Minister Alan Shatter should also apologize as should Maeve Lewis.
Pádraig, many thanks for putting this in the Irish Times this morning. This ‘paper of record’ and its ‘Religious Affairs Correspondent’ has been disgracefully silent on RTE’s apology, in contrast with their treatment of the Prime Time “investigative” programme itself. I suppose an agenda can, when convenient, be served equally well by silence as by the more usual melange of fact-and-opinion masquerading as analysis.
It not just silence from Mc Garry and Lewis – though Lewis has a case to answer as she jumped on the bandwagon at the time; like Shatter
What about Rafferty; o’Gorman and all those other so called Irish ‘human rights’ types
Slightly evasive reply from RTE complaints..
I wish to acknowledge receipt of your email concerning the apology broadcast on RTÉ in regard to a recent Prime Time programme. RTÉ has admitted mistakes were made in that programme and has apologised accordingly.

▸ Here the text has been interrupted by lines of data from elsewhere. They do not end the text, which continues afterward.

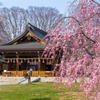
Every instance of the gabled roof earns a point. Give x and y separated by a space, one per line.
22 47
38 33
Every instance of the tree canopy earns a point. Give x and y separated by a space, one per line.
75 45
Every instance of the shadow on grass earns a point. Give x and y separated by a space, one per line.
40 99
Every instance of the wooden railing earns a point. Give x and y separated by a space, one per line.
23 73
49 60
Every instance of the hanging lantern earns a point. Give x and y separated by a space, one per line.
13 61
43 61
21 60
49 61
8 61
28 61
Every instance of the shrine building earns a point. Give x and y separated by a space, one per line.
24 53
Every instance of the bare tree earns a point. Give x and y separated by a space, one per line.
15 19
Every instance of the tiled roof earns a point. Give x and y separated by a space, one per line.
40 34
27 46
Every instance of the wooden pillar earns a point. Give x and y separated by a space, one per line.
39 65
17 65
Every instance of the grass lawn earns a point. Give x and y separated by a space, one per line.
40 91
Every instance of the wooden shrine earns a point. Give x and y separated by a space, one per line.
24 53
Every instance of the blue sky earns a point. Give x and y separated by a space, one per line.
61 5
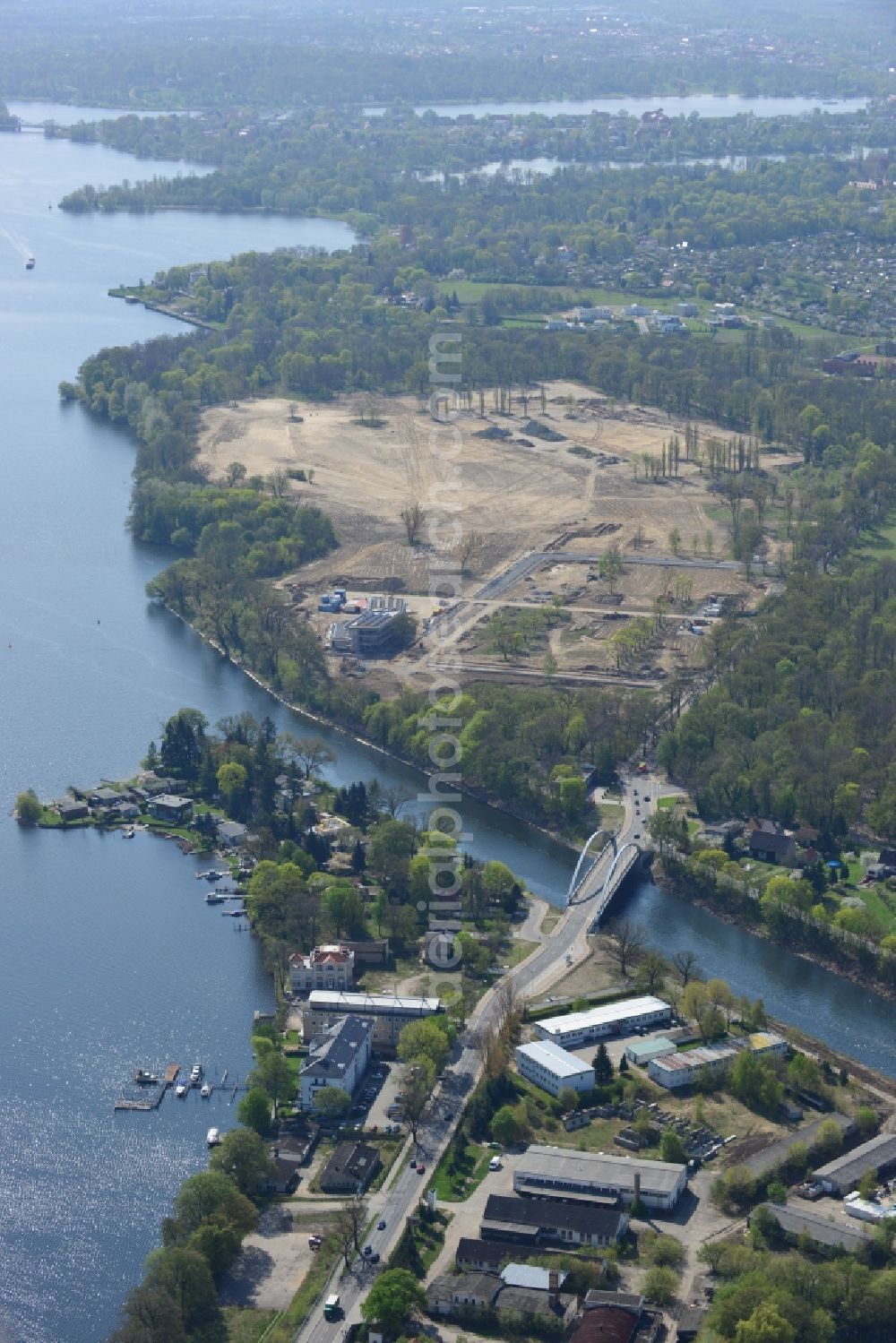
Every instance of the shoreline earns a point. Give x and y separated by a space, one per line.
833 968
371 745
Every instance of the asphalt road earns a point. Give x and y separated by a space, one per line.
530 979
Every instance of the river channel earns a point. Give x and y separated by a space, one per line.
108 957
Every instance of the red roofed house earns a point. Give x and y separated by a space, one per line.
327 968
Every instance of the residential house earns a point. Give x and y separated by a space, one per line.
70 809
104 799
284 1176
331 966
231 834
171 807
772 847
349 1168
339 1060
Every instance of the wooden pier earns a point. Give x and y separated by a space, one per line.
153 1101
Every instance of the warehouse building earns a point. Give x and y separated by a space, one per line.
642 1050
844 1174
554 1170
581 1028
684 1068
389 1012
552 1068
543 1221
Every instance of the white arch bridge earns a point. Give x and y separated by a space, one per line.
605 876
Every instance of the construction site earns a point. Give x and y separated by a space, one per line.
590 541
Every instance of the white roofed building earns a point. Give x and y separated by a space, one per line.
389 1012
552 1068
551 1171
581 1028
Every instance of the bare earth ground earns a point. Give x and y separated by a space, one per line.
273 1262
512 495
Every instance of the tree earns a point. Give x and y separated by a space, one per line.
602 1065
417 1082
209 1195
653 970
332 1101
672 1149
242 1155
508 1127
185 1278
764 1326
231 785
568 1098
254 1109
697 1006
151 1315
413 517
868 1186
29 809
274 1074
311 753
349 1225
610 567
392 1300
685 966
624 942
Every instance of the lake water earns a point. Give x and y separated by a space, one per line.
702 104
109 960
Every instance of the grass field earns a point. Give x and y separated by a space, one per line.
245 1324
458 1184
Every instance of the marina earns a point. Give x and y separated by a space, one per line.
198 1080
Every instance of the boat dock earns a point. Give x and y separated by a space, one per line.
152 1100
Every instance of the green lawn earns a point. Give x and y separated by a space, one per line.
458 1184
246 1324
519 951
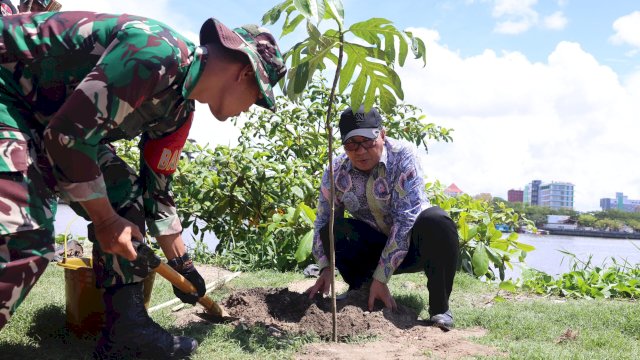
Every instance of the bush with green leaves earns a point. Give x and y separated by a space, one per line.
483 249
259 197
620 279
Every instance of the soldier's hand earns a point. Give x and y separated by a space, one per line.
115 234
322 285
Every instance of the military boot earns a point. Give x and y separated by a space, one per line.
129 332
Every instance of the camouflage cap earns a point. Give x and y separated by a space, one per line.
46 5
7 8
261 48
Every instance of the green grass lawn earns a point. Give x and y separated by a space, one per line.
523 327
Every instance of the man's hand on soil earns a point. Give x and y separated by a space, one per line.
380 291
322 285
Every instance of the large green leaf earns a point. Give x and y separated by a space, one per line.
335 10
311 9
304 247
480 260
289 27
372 77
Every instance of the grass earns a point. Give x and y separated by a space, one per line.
523 326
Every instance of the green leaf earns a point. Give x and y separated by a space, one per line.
335 9
312 30
369 30
301 77
309 212
404 49
297 192
290 27
417 47
524 247
304 247
311 9
346 74
480 260
272 16
357 91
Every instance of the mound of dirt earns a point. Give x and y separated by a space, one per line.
295 313
401 335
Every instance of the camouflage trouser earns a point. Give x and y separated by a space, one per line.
27 210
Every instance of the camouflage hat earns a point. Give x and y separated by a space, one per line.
7 8
261 48
46 5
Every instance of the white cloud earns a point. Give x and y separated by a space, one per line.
627 30
567 119
518 16
555 21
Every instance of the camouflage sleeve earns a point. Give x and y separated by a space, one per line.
159 160
129 71
159 207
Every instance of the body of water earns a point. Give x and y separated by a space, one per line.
547 256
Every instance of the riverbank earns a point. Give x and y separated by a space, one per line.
594 233
519 326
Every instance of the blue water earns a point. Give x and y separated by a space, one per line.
546 257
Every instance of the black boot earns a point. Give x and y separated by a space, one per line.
129 332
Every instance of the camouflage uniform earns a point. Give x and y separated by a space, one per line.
73 82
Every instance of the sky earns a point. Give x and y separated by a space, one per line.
534 89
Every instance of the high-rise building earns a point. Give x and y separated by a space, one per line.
453 190
515 195
621 202
531 193
556 195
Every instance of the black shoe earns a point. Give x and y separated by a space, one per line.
444 320
129 332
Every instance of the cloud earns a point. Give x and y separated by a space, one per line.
518 16
555 21
569 118
627 30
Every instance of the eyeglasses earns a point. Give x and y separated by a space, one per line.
354 145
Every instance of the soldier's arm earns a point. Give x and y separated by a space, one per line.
127 74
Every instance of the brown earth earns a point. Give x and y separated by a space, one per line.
398 334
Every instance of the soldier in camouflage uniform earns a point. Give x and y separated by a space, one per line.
71 83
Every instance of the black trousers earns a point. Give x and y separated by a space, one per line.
433 248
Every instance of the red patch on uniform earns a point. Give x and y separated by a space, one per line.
162 155
6 9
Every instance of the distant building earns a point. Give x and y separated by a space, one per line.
453 190
484 196
560 222
531 193
621 203
515 195
555 195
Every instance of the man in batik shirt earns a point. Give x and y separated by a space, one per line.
392 228
73 82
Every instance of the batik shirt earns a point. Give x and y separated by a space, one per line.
88 79
388 198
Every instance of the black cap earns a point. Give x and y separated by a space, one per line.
360 123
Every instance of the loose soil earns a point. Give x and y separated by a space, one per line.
398 334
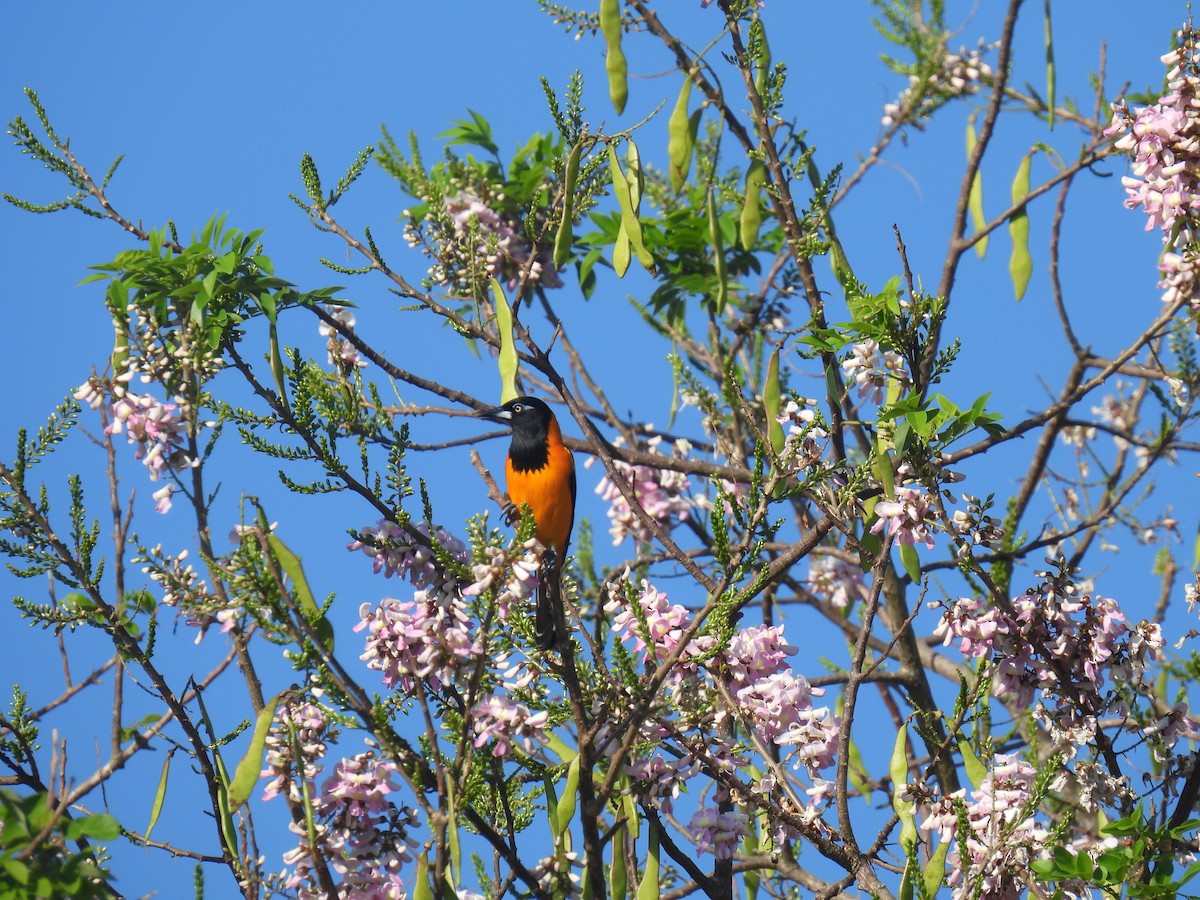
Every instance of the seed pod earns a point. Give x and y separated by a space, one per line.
975 201
615 58
751 207
1020 264
681 138
630 222
714 233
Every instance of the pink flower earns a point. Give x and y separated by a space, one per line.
871 369
664 625
717 833
516 570
835 580
663 493
508 723
909 517
359 832
756 652
426 637
340 351
397 552
805 438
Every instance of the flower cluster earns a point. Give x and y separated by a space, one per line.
363 837
717 833
835 580
807 437
780 708
975 526
341 352
1164 142
870 369
1066 645
959 75
659 779
508 723
184 589
395 551
297 724
156 429
661 493
472 226
427 637
657 627
1005 837
516 570
907 517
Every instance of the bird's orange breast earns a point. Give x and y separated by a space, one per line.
549 491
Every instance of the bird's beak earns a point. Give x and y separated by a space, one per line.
498 414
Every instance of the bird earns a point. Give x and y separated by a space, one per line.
540 473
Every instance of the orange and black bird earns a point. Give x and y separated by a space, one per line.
540 473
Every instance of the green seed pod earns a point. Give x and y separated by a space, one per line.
1020 264
615 58
751 207
714 234
681 138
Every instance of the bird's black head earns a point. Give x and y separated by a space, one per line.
529 419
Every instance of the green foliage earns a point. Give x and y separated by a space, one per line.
1144 859
35 857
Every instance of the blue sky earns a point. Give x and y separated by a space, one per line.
214 105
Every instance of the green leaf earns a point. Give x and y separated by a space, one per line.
1020 264
421 888
615 58
972 765
292 567
629 219
250 767
567 803
935 871
508 359
681 137
751 207
975 201
772 403
16 870
101 827
648 888
904 809
618 877
160 795
714 237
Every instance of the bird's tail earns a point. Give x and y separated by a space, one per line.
549 622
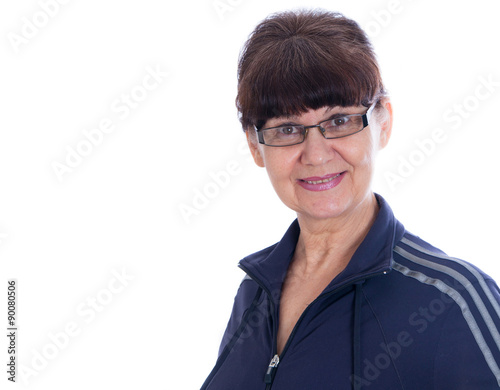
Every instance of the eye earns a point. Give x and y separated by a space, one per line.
289 130
340 121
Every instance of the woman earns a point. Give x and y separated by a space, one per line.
348 299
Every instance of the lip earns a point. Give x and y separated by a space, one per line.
322 183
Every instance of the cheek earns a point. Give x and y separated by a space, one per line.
279 163
359 155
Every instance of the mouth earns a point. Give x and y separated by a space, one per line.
320 181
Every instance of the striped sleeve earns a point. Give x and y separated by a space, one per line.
468 354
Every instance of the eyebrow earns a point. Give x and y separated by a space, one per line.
290 119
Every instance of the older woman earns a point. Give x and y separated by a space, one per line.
348 299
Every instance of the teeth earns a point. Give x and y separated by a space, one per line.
322 181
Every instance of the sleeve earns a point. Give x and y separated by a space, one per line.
468 351
247 294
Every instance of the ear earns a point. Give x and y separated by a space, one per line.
254 146
385 122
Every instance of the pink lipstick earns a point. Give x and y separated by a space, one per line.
322 183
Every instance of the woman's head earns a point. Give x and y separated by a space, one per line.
295 61
314 70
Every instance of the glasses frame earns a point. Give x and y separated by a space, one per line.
365 117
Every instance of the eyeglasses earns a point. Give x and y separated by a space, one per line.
337 127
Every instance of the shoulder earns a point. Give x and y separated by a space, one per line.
416 258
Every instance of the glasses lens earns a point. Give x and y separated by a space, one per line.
281 136
342 126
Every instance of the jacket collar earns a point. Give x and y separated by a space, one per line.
268 267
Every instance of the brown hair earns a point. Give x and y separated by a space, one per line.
299 60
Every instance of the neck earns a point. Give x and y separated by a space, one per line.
329 244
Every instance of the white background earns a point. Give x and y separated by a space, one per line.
118 210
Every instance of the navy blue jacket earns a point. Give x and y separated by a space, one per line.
402 315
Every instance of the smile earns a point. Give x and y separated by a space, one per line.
322 181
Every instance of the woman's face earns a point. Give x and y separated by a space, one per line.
325 178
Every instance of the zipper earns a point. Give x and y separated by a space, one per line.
271 371
273 365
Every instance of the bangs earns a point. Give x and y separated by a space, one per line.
289 76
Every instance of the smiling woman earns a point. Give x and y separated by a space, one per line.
348 298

As there are legal matters outstanding RTÉ cannot comment on the specific case that led to the apology.
With every good wish,
Máire Nic Fhinn,
I confirm that the Irish Missionary Union has been advised by our solicitors that IMU is unable to respond to the RTE apology, until such time as the High Court proceedings are concluded. Any statement would be in contempt of court.
Fr Kevin Reynolds was not the first religious to be falsely accused by RTE. The following is from an essay by UK cultural historian Richard Webster called “States of Fear, The Redress Board and Ireland’s Folly”. It is part of his book “The Secret of Bryn Estyn – The Making of a Modern Witch Hunt” regarding a fake child abuse “scandal” in Wales.
“The Irish story then developed in a manner which paralleled the development of the North Wales story. In 1996 the producer and director, Louis Lentin, made a television documentary about abuse in children’s homes which was shown by RTE, the main public service broadcasting station in Ireland. It focused on the brutal regime which was said to have been operating during the 1950s at St Vincent’s Industrial School, Goldenbridge, one of a network children’s homes or detention centres which were funded by the state and run by the Catholic Church.
“The documentary featured allegations made against Sister Xavieria, one of the nuns belonging to the Sisters of Mercy order which ran the home. The woman ‘survivor’ at the centre of the film claimed that, on one occasion, she had been caned by Sister Xavieria so severely that the entire side of her leg was split open from her hip to her knee. She says she was treated in the casualty department of the local hospital and believes that she received 80 to 120 stitches. No medical evidence has ever been produced to substantiate this bizarre claim.
“The surgeon who ran the casualty department at the hospital in question has given evidence which renders it highly unlikely that such an incident ever took place. Apart from anything else, the surgeon points out that caning would not have caused a wound of this kind, which would have required surgical treatment under a general anaesthetic and not stitches in a casualty department. Yet although the evidence suggests that the woman’s memory was a delusion, her testimony was widely believed at the time. In the wake of the broadcast, atrocity stories about Goldenbridge and other industrial schools began to proliferate.”
3. Sunday Times (Ireland), 28 April 1996, citing the views of the surgeon, J. B. Prendiville.
So what did the Sisters of Mercy do after the program was broadcast in February 1996? Why they apologised to the accusers! They did not say that the accused nun was guilty. However they took the view that people who made false allegations of child abuse must be suffering deep pain and the way to heal their pain was to apologise to them. Their folly (to be repeated several times over the years), may help to explain why RTE felt they could get away with anything.